Penkowa M, Giralt M, Thomsen P S, Carrasco J, Hidalgo J
Department of Medical Anatomy, The Panum Institute, University of Copenhagen, Denmark.
J Neurotrauma. 2001 Apr;18(4):447-63. doi: 10.1089/089771501750171056.
The role of zinc- and copper-deficient diets on the inflammatory response to traumatic brain injury (TBI) has been evaluated in adult rats. As expected, zinc deficiency decreased food intake and body weight gain, and the latter effect was higher than that observed in pair-fed rats. In noninjured brains, zinc deficiency only affected significantly lectin (increasing) and glial fibrillary acidic protein (GFAP) and Cu,Zn-superoxide dismutase (Cu,Zn-SOD) (decreasing) immunoreactivities (irs). In injured brains, a profound gliosis was observed in the area surrounding the lesion, along with severe damage to neurons as indicated by neuron specific enolase (NSE) ir, and the number of cells undergoing apoptosis (measured by TUNEL) was dramatically increased. Zinc deficiency significantly altered brain response to TBI, potentiating the microgliosis and reducing the astrogliosis, while increasing the number of apoptotic cells. Metallothioneins (MTs) are important zinc- and copper-binding proteins in the CNS, which could influence significantly the brain response to TBI because of their putative roles in metal homeostasis and antioxidant defenses. MT-I+II expression was dramatically increased by TBI, and this response was significantly blunted by zinc deficiency. The MT-III isoform was moderately increased by both TBI and zinc deficiency. TBI strongly increased oxidative stress levels, as demonstrated by malondialdehyde (MDA), protein tyrosine nitration (NITT), and nuclear factor kappaB (NF-kappaB) levels irs, all of which were potentiated by zinc deficiency. Further analysis revealed unbalanced expression of prooxidant and antioxidant proteins besides MT, since the levels of inducible nitric oxide synthase (iNOS) and Cu,Zn-SOD were increased and decreased, respectively, by zinc deficiency. All these effects were attributable to zinc deficiency, since pair-fed rats did not differ from normally fed rats. In general, copper deficiency caused a similar pattern of responses, albeit more moderate. Results obtained in mice with a null mutation for the MT-I+II isoforms strongly suggest that most of the effects observed in the rat brain after zinc and copper deficiencies are attributable to the concomitant changes in the MT expression.

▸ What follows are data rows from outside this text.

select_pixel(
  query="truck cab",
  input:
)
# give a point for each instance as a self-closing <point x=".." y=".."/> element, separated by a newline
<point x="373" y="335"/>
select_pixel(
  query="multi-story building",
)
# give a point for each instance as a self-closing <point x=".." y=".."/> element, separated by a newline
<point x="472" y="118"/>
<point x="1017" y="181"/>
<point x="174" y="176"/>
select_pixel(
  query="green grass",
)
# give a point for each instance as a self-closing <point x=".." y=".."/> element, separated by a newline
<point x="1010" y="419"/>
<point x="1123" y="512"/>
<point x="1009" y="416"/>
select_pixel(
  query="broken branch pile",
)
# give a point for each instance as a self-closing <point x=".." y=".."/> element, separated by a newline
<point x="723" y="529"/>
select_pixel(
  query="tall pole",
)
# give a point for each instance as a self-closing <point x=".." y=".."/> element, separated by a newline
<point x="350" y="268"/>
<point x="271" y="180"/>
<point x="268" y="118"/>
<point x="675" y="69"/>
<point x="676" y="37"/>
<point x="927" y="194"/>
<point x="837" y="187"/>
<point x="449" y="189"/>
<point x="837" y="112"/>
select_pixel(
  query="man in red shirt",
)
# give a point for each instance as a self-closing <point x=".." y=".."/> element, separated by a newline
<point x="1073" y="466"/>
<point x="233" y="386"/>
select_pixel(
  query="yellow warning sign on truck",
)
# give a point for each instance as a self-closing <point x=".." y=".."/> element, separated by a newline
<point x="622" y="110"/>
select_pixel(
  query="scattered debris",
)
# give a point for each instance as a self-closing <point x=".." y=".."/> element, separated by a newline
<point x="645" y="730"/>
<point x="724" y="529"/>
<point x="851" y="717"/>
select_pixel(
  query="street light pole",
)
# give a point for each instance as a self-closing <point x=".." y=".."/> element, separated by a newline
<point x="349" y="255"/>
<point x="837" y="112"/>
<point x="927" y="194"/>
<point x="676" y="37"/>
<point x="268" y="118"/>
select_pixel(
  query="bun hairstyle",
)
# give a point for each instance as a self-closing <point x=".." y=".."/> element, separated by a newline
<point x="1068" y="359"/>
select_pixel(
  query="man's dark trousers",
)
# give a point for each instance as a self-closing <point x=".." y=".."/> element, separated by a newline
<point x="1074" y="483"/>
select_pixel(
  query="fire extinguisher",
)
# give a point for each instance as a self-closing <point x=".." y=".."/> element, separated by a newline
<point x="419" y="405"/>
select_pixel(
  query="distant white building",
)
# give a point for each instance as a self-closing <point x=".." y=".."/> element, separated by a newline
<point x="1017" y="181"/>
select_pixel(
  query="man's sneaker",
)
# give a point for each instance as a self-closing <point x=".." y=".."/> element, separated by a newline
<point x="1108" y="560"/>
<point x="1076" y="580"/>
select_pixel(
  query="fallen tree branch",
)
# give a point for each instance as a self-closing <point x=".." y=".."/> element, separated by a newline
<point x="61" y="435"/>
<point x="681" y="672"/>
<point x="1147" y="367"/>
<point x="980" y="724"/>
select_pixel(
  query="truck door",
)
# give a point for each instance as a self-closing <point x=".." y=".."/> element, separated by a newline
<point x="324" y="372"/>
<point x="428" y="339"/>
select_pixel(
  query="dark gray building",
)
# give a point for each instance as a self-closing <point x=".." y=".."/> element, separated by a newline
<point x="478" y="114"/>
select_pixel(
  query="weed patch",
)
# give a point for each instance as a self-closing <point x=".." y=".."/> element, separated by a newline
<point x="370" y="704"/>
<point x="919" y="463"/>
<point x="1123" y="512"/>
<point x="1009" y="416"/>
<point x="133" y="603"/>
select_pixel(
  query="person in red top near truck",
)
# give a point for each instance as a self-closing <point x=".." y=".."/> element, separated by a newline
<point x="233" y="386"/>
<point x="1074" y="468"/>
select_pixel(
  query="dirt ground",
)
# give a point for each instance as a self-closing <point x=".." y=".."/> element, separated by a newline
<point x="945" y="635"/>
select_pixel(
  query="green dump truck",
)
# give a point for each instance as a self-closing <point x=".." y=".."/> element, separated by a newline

已在成年大鼠中评估了缺锌和缺铜饮食对创伤性脑损伤(TBI)炎症反应的作用。正如预期的那样,缺锌会降低食物摄入量和体重增加,且后一种影响比在配对喂养大鼠中观察到的更为明显。在未受伤的大脑中,缺锌仅显著影响凝集素(增加)、胶质纤维酸性蛋白(GFAP)和铜锌超氧化物歧化酶(Cu,Zn-SOD)(减少)的免疫反应性(irs)。在受伤的大脑中,在损伤周围区域观察到严重的胶质增生,同时神经元特异性烯醇化酶(NSE)免疫反应性表明神经元受到严重损伤,并且通过TUNEL检测的凋亡细胞数量显著增加。缺锌显著改变了大脑对TBI的反应,增强了小胶质细胞增生并减少了星形胶质细胞增生,同时增加了凋亡细胞的数量。金属硫蛋白(MTs)是中枢神经系统中重要的锌和铜结合蛋白,由于它们在金属稳态和抗氧化防御中的假定作用,可能会显著影响大脑对TBI的反应。TBI使MT-I+II表达显著增加,而这种反应因缺锌而明显减弱。MT-III同工型在TBI和缺锌时均适度增加。TBI强烈增加氧化应激水平,丙二醛(MDA)、蛋白质酪氨酸硝化(NITT)和核因子κB(NF-κB)水平免疫反应性均证明了这一点,所有这些在缺锌时均增强。进一步分析揭示了除MT外促氧化剂和抗氧化剂蛋白的表达失衡,因为缺锌分别增加和降低了诱导型一氧化氮合酶(iNOS)和Cu,Zn-SOD的水平。所有这些影响都归因于缺锌,因为配对喂养的大鼠与正常喂养的大鼠没有差异。总体而言,缺铜引起了类似的反应模式,尽管程度较轻。在MT-I+II同工型基因敲除小鼠中获得的结果强烈表明,大鼠大脑中缺锌和缺铜后观察到的大多数影响归因于MT表达的伴随变化。